Fortunately, advances in chemistry made stabilizing and standardizing perfumes much easier by the end of the 19th century—which, some historians will claim, meant that advertising was created to persuade people that their perfectly ordinary secretions were a miasmic problem to be combated with new products now available at any drugstore. Nope: Even back in Chaucer’s day, there were complaints about body odor.
But on the whole, by 1910, cosmetics, and primping in general, were becoming more accepted and expected. Or (flip side) maybe we were all getting decadent. So we became colorful, beautiful, shiny in the right places and matte in others. We looked and smelled terrific. Beauty should appeal to every one of the senses, after all, and cast a spell that makes all flaws invisible, all sights, sounds, and smells pleasing. As to touch and taste—that might come later, After the Ball.

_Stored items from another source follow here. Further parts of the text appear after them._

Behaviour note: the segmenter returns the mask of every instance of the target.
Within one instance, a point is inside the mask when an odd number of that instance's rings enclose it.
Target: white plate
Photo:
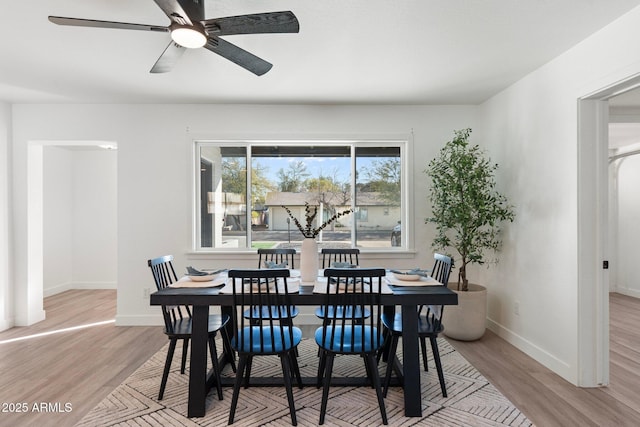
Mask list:
[[[396,279],[409,281],[409,282],[420,280],[420,278],[422,277],[419,274],[404,274],[404,273],[396,273],[396,272],[392,272],[392,273],[393,273],[393,277],[395,277]]]
[[[213,278],[215,277],[215,274],[207,274],[206,276],[191,276],[189,275],[189,279],[191,279],[194,282],[210,282],[213,280]]]

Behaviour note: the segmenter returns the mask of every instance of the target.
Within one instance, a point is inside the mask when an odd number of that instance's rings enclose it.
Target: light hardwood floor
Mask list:
[[[640,300],[613,293],[609,307],[607,387],[574,387],[490,331],[450,342],[537,426],[640,426]]]
[[[68,291],[45,299],[47,320],[0,333],[0,403],[27,403],[27,413],[0,412],[0,426],[74,425],[167,339],[161,327],[113,323],[4,343],[14,338],[112,320],[115,291]],[[537,426],[640,425],[640,300],[611,294],[611,385],[572,386],[487,331],[456,349]],[[33,412],[33,404],[72,405]],[[3,408],[0,408],[3,409]]]
[[[3,343],[113,320],[116,291],[67,291],[45,298],[44,309],[46,320],[0,333],[0,411],[12,411],[0,412],[0,426],[73,426],[168,341],[159,326],[108,323]],[[26,413],[8,407],[23,403]],[[55,412],[34,411],[40,403]]]

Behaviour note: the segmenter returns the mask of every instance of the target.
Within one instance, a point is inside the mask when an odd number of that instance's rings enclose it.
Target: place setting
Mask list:
[[[171,288],[216,288],[227,282],[227,269],[198,270],[192,266],[177,282],[169,285]]]
[[[389,269],[385,280],[393,287],[439,286],[440,282],[429,275],[431,270],[421,268]]]

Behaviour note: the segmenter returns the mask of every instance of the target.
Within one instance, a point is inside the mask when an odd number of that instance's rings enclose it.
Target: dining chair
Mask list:
[[[358,355],[364,359],[367,377],[371,381],[378,398],[378,406],[383,424],[387,424],[387,412],[382,397],[378,361],[376,353],[383,344],[381,324],[381,292],[383,268],[343,268],[324,270],[327,279],[323,307],[325,313],[332,313],[329,324],[316,329],[315,340],[320,350],[318,364],[318,387],[321,383],[322,403],[320,422],[324,424],[333,361],[336,355]],[[357,310],[344,311],[339,316],[330,307],[351,306]],[[368,310],[371,316],[363,319],[357,312]]]
[[[164,289],[178,280],[176,271],[173,268],[173,255],[164,255],[147,261],[147,265],[153,274],[153,280],[158,290]],[[171,370],[171,362],[176,349],[178,340],[182,340],[182,364],[180,365],[180,373],[184,374],[187,361],[187,350],[189,348],[189,340],[191,339],[191,309],[184,305],[163,305],[162,318],[164,319],[164,333],[169,338],[169,350],[167,351],[167,359],[164,364],[162,373],[162,381],[160,383],[160,392],[158,400],[164,397],[169,371]],[[220,367],[218,364],[218,352],[216,350],[215,337],[220,331],[222,335],[223,346],[228,352],[232,369],[236,370],[235,361],[231,341],[227,333],[226,325],[230,318],[228,315],[212,314],[209,316],[208,334],[209,334],[209,353],[213,364],[213,371],[216,379],[216,388],[218,391],[218,399],[222,400],[222,384],[220,380]]]
[[[258,248],[258,268],[271,268],[274,264],[280,264],[280,268],[294,269],[295,254],[296,250],[293,248]]]
[[[434,265],[431,270],[431,277],[440,282],[442,286],[447,286],[449,274],[453,268],[453,260],[442,254],[434,254]],[[431,342],[431,351],[433,352],[433,361],[436,364],[438,372],[438,380],[440,381],[440,389],[442,397],[447,397],[447,387],[444,382],[444,373],[442,372],[442,363],[440,361],[440,351],[438,350],[438,335],[444,330],[442,325],[442,313],[444,306],[438,305],[421,305],[418,307],[418,339],[422,350],[422,363],[424,370],[428,371],[427,364],[427,338]],[[398,340],[402,336],[402,314],[393,315],[383,313],[382,323],[385,326],[385,338],[390,340],[387,370],[384,379],[384,396],[387,396],[389,383],[391,382],[391,371],[396,359],[396,350],[398,348]]]
[[[258,268],[289,268],[294,269],[294,255],[296,250],[293,248],[258,248]],[[293,318],[296,317],[300,310],[293,306],[289,311],[282,311],[278,307],[272,306],[253,306],[251,310],[253,319],[267,319],[272,317],[276,320],[281,320],[283,313],[286,313],[287,318],[282,319],[284,323],[293,325]],[[258,311],[262,313],[258,314]],[[249,317],[249,312],[245,313],[245,317]],[[257,321],[257,320],[256,320]]]
[[[243,380],[245,388],[249,386],[253,357],[277,355],[282,365],[291,423],[297,425],[291,379],[295,376],[298,386],[302,388],[300,370],[294,354],[302,339],[302,331],[291,324],[282,324],[273,316],[262,317],[262,311],[248,310],[254,305],[277,307],[280,318],[291,318],[292,306],[287,282],[289,275],[289,270],[280,268],[229,271],[229,277],[233,282],[234,334],[231,344],[238,352],[238,370],[233,386],[229,424],[233,424]],[[248,317],[238,315],[247,312]]]
[[[358,248],[323,248],[321,250],[322,253],[322,268],[352,268],[357,267],[359,264],[359,255],[360,249]],[[369,317],[369,311],[365,310],[364,314],[362,312],[357,311],[358,307],[329,307],[328,315],[325,315],[324,307],[318,307],[315,310],[316,317],[322,319],[323,324],[330,323],[330,318],[334,316],[341,317],[345,315],[344,311],[346,310],[346,316],[351,317],[351,310],[356,310],[355,314],[357,317],[365,318]],[[333,310],[336,310],[336,313],[333,313]]]
[[[351,264],[358,266],[360,264],[358,256],[360,249],[358,248],[322,248],[322,268],[340,268],[340,264]],[[337,265],[336,265],[337,264]]]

Speaking of that magical time when you’d worn yourself out with dancing: How you approached a sofa said everything about who you were. If you flung yourself horizontal, perhaps still
in your dark outer garments, well, you were a wild girl indeed. A proper young lady would never let anyone see her in such a position, lest she appear to be issuing an invitation—lest she become, in a word, decadent. Like, say, a loose-moraled model on the cover of Pèl & Ploma, a literary and artistic magazine sponsored by a bar, for which Casas created an early version of this composition. The book in her hand may be a copy of that magazine or of one of the scandalous French novels that always came in yellow covers. Then again, it might be a dance card filled with her partners’ names. Who are we to question our girl’s morals or her reading matter?
We submit that there could be perhaps no self-portrait so attractive, in this day and age, as one in which the subject (that’s you) lies down on their own sofa, with their hair however they like it, lipstick or powder or no, holding a copy of Enchanted Living in one languid hand. We are all caught up in the great dance of life; why not take a moment to read—and to admire yourself in these pages?
If there’s one thing we’ve learned from the decadents, it is this: You are your own art.